Wings to Sinks. This week, with high hopes in their hearts and $1,700,000 in their kitty, Scrantonians were co-owners of a gleaming brick and concrete factory. And they had both the money and the plans for others.
Biggest investment was the purchase (for $1,200,000) of a Government-built war plant which had turned out B-29 wings during the war, has been idle ever since. Scranton bought it from the War Assets Corp. and leased it (for $130,000 a year) to its old tenant, Detroit's Murray Corp., for the peacetime output of stoves, kitchen cabinets and sinks.
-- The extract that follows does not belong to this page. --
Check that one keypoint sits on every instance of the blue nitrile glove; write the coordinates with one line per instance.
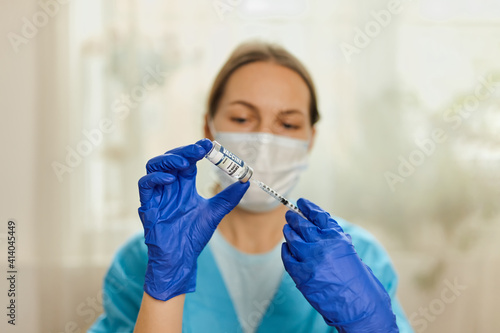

Before signing a five-year lease, Murray drove a hard bargain: it can break its lease without obligation in the event of labor trouble. Mike Demech, youthful (36), politically-minded (Republican) head of U.A.W.'s Local 18, went along, promptly signed a contract with Murray. In return, Murray will spend $1,500,000 on reconversion, eventually employ 4,000, boost Scranton's income by $8,000,000 a year. For a ghost town, Scranton looked like a pretty lively ghost.